逆转录(Reverse Transcription)是以RNA为模板,在逆转录酶的催化作用下,合成RNA/DNA杂合双链,然后水解杂合双链中的RNA,得到互补的单链cDNA的过程。得到的cDNA单链可以作为扩增模板,合成双链DNA。cDNA的合成可以用与后续的PCR实验、qpcr实验、基因检测、基因工程等各个领域。
逆转录实验成功的要素包含:逆转录酶、主要反应组分、引物的选择、gDNA去除等。
1.逆转录酶
大多数逆转录酶,主要包括以下三种活性:
①逆转录活性:以RNA为模板,催化dNTP聚合,生成DNA-RNA杂合双链。
②RNase H活性:水解杂合双链中的RNA,得到与RNA互补的DNA单链(cDNA)。
③DNA指导的DNA聚合酶活性:以cDNA单链为模板,以dNTP为底物,再合成双链DNA。
常见的逆转录酶包括AMV和M-MuLV逆转录酶,M-MuLV逆转录酶具有更高的热稳定性,并且降低了RNase H的活性。
2.单价阳离子
离子条件基本上影响各种模板的转录效率。K+的转录产物比Na+较长。对于cDNA长度的最适K+浓度为140-150 mM。
3.二价阳离子
对于反转录酶活性来说,二价阳离子也是必需的。

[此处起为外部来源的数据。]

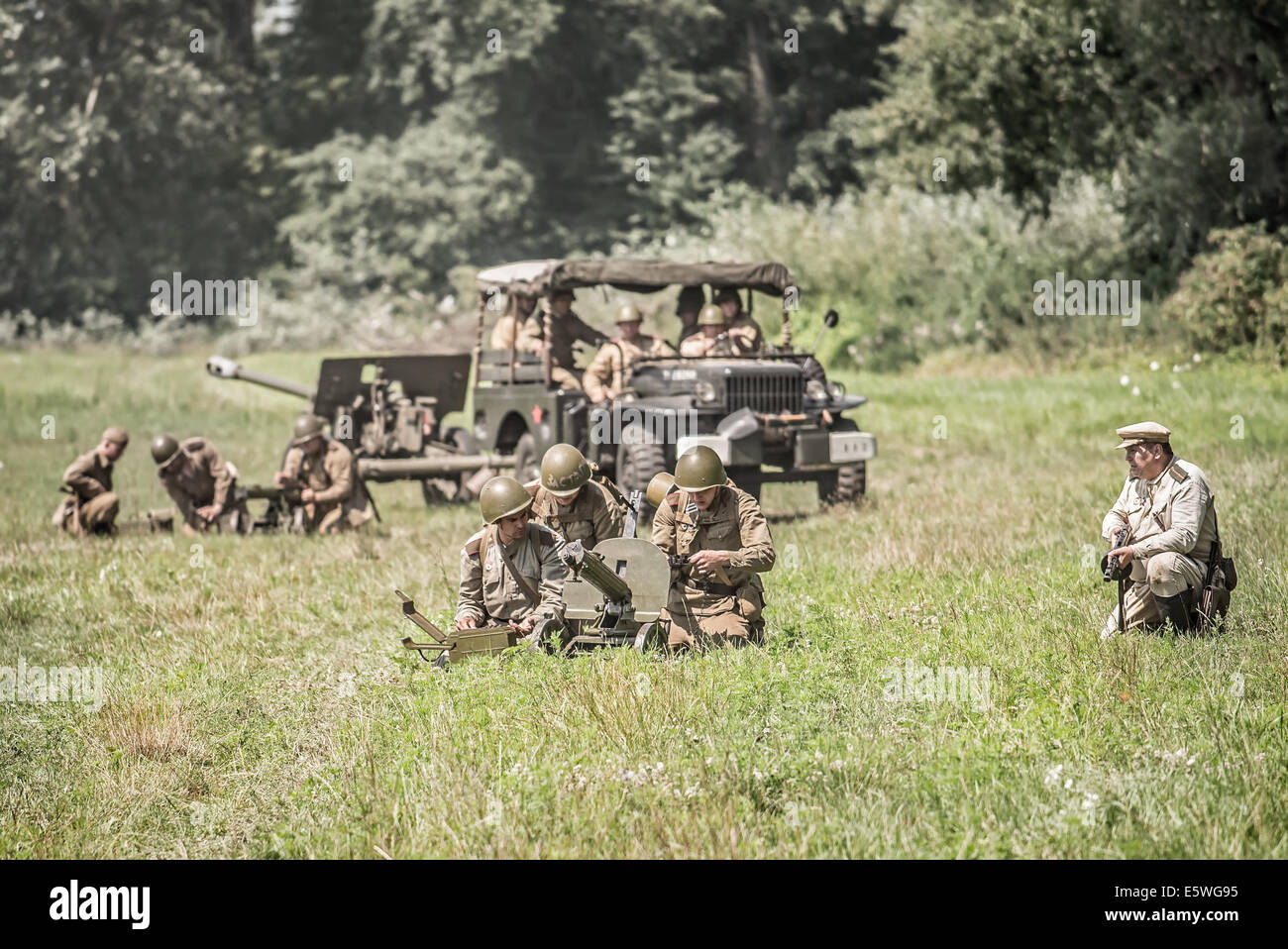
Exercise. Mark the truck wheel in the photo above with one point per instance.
(527, 465)
(747, 479)
(636, 464)
(846, 485)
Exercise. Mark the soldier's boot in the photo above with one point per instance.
(1176, 610)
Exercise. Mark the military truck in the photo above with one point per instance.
(771, 417)
(389, 410)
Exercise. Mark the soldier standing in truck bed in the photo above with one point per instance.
(605, 376)
(566, 329)
(721, 541)
(572, 502)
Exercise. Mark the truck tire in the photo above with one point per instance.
(527, 465)
(636, 464)
(846, 485)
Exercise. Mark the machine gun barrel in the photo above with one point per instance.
(223, 368)
(428, 467)
(590, 567)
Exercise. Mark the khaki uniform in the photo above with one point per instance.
(746, 334)
(605, 374)
(563, 333)
(91, 505)
(1172, 523)
(592, 516)
(699, 346)
(206, 479)
(490, 595)
(340, 501)
(716, 609)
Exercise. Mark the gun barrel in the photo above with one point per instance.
(223, 368)
(428, 467)
(591, 568)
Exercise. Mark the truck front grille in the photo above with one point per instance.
(767, 393)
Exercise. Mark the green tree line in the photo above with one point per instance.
(375, 145)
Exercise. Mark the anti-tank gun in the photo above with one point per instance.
(389, 412)
(616, 592)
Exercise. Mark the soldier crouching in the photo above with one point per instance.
(201, 484)
(720, 542)
(1168, 511)
(510, 570)
(91, 505)
(322, 469)
(571, 501)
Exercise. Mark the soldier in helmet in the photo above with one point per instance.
(721, 540)
(568, 499)
(90, 505)
(1170, 514)
(605, 376)
(687, 308)
(201, 484)
(510, 570)
(741, 327)
(333, 496)
(713, 339)
(506, 330)
(566, 329)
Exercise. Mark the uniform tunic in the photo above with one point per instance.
(339, 498)
(592, 516)
(93, 501)
(489, 593)
(205, 479)
(605, 374)
(730, 604)
(1172, 520)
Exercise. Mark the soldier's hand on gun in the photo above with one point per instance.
(1124, 554)
(210, 511)
(707, 562)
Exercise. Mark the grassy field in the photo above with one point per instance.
(258, 702)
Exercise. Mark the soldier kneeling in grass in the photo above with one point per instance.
(201, 484)
(91, 505)
(720, 544)
(1168, 512)
(510, 570)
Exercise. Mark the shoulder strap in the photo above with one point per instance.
(528, 591)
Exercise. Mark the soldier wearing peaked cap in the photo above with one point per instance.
(1167, 506)
(90, 505)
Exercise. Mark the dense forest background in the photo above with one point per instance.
(919, 161)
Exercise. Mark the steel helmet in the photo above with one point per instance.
(711, 316)
(163, 449)
(307, 426)
(660, 486)
(699, 469)
(502, 497)
(629, 313)
(563, 471)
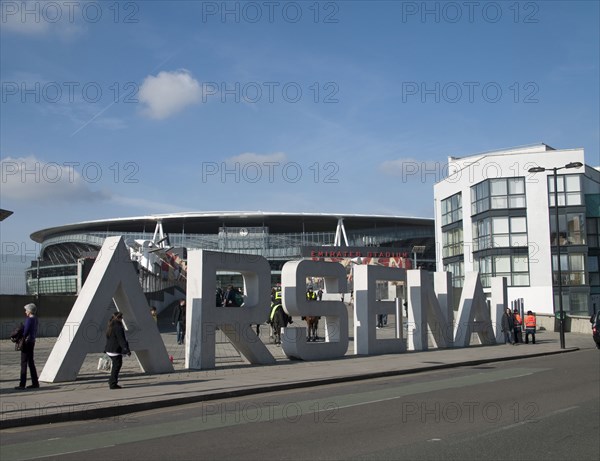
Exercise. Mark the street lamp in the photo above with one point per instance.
(539, 169)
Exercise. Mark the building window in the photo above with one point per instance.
(498, 194)
(572, 269)
(593, 271)
(452, 209)
(500, 232)
(452, 243)
(573, 303)
(593, 232)
(458, 272)
(514, 267)
(569, 190)
(571, 229)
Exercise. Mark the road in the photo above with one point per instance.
(541, 408)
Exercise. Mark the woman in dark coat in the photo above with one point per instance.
(508, 326)
(116, 347)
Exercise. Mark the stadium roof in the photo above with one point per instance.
(210, 222)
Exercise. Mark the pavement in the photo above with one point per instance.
(90, 398)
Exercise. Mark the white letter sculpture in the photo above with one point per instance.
(366, 307)
(112, 276)
(293, 281)
(429, 309)
(474, 314)
(204, 316)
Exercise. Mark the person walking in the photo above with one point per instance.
(29, 336)
(179, 321)
(530, 327)
(116, 347)
(508, 326)
(518, 323)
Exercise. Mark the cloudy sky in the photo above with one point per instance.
(116, 109)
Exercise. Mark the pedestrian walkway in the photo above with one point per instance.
(89, 396)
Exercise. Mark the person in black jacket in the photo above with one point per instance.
(116, 347)
(508, 326)
(28, 344)
(179, 321)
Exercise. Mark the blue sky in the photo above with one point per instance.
(132, 108)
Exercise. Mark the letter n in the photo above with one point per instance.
(203, 316)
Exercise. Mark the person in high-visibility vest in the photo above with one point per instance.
(530, 327)
(278, 318)
(518, 323)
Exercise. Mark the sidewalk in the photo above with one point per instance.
(89, 397)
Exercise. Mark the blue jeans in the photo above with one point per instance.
(180, 332)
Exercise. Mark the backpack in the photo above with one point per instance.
(17, 337)
(238, 299)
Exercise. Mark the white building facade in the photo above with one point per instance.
(494, 216)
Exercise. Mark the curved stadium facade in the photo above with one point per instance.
(279, 237)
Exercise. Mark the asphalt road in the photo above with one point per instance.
(542, 408)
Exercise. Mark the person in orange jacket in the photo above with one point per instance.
(530, 327)
(518, 324)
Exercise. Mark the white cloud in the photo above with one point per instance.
(33, 180)
(169, 93)
(251, 157)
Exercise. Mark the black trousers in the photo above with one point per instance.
(117, 363)
(27, 361)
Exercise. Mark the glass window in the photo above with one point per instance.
(515, 268)
(516, 202)
(452, 209)
(571, 183)
(518, 224)
(576, 262)
(520, 264)
(572, 269)
(500, 225)
(502, 263)
(516, 186)
(498, 187)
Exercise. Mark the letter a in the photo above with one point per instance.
(113, 277)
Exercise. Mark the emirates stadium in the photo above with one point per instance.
(158, 244)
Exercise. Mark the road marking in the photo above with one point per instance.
(215, 415)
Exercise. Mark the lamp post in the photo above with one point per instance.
(417, 249)
(539, 169)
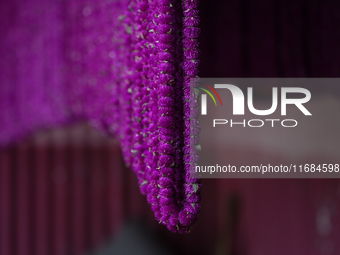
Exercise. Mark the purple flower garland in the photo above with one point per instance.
(160, 131)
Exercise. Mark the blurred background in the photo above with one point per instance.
(66, 190)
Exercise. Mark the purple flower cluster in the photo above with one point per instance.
(124, 66)
(160, 129)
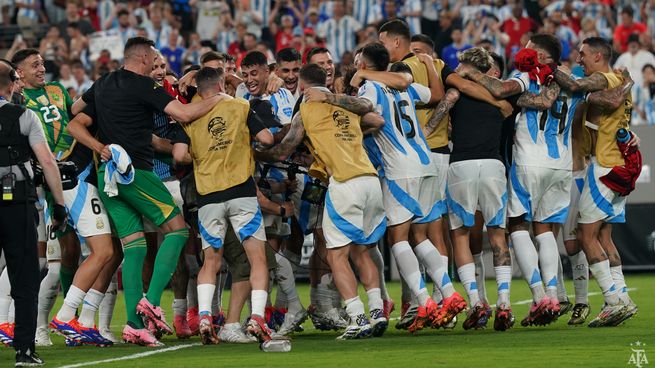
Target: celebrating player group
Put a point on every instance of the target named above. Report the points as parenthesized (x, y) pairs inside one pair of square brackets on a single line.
[(229, 168)]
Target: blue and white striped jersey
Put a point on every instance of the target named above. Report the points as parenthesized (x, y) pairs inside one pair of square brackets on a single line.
[(341, 35), (543, 138), (399, 146), (282, 101)]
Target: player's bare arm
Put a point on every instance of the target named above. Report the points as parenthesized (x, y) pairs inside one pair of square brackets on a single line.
[(357, 105), (542, 101), (592, 83), (282, 150), (447, 103), (371, 122), (613, 98), (79, 129), (478, 92), (498, 88)]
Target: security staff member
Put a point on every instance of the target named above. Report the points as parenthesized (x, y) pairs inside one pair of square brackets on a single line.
[(21, 136)]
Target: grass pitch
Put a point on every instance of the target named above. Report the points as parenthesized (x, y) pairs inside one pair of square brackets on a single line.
[(557, 345)]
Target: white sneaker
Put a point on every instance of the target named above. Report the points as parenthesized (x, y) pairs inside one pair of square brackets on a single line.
[(233, 333), (107, 334), (292, 321), (42, 336)]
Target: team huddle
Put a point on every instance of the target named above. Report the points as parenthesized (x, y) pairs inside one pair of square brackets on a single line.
[(184, 181)]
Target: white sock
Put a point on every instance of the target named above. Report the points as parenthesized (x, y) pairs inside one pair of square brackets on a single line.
[(429, 256), (408, 268), (561, 288), (603, 276), (90, 306), (205, 296), (258, 301), (5, 296), (48, 294), (179, 307), (548, 259), (107, 305), (503, 281), (480, 277), (528, 261), (287, 282), (192, 293), (374, 299), (467, 277), (580, 269), (354, 307), (216, 299), (73, 299), (619, 281), (376, 256)]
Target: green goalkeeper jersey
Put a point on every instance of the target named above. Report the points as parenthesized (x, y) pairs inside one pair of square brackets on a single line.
[(52, 104)]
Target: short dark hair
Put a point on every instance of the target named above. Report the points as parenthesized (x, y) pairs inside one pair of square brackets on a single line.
[(316, 51), (396, 27), (498, 60), (211, 56), (599, 44), (23, 54), (208, 77), (549, 43), (137, 42), (288, 54), (376, 55), (423, 39), (254, 58), (313, 74)]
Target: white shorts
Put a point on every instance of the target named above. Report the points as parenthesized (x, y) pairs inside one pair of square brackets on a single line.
[(86, 212), (353, 212), (541, 194), (476, 185), (173, 187), (243, 213), (413, 199), (570, 229), (309, 215), (440, 164), (597, 201)]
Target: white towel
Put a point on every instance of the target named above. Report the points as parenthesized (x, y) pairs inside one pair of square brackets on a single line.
[(118, 170)]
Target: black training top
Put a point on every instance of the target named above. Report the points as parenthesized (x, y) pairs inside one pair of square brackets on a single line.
[(476, 130), (124, 105)]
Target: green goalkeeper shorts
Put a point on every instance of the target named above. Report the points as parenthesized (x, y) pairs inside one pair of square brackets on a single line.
[(145, 197)]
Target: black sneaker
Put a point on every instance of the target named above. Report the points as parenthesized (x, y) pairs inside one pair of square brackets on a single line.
[(28, 358)]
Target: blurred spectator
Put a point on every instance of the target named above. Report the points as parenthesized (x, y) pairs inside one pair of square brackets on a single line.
[(634, 60), (627, 27), (450, 52), (73, 16), (173, 53), (66, 77), (82, 81), (411, 11), (515, 27), (158, 30), (210, 13), (443, 38), (643, 98), (340, 31)]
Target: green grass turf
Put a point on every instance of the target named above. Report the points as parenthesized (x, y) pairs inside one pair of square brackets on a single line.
[(557, 345)]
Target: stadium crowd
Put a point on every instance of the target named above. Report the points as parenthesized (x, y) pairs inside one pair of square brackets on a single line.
[(352, 121)]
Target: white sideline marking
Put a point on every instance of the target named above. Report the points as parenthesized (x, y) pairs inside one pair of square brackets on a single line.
[(528, 301), (132, 356)]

产生全长cDNA产物的最适浓度是6-10 mM。
4.dNTP
四种脱氧核苷三磷酸(dNTP)的浓度,对于有效合成cDNA是至关重要的。如果其中只有一种的浓度小于10-50 μM,cDNA的产量将明显下降。常用的dNTP的浓度为200-500 μM。
5.引物的选择
逆转录引物一般包含三种:oligo dT,随机引物(Random Primer Mix)和基因特异性引物(GSP)。客户可以根据个人需求进行选择。
6.gDNA去除
污染性gDNA可能会干扰逆转录反应,并导致后续的PCR实验、qPCR实验结果出现假阳性、高背景或检测率降低等现象。通常在RNA提取过程中加入合适浓度的DNase I,37℃加热10~15 min,去除gDNA干扰。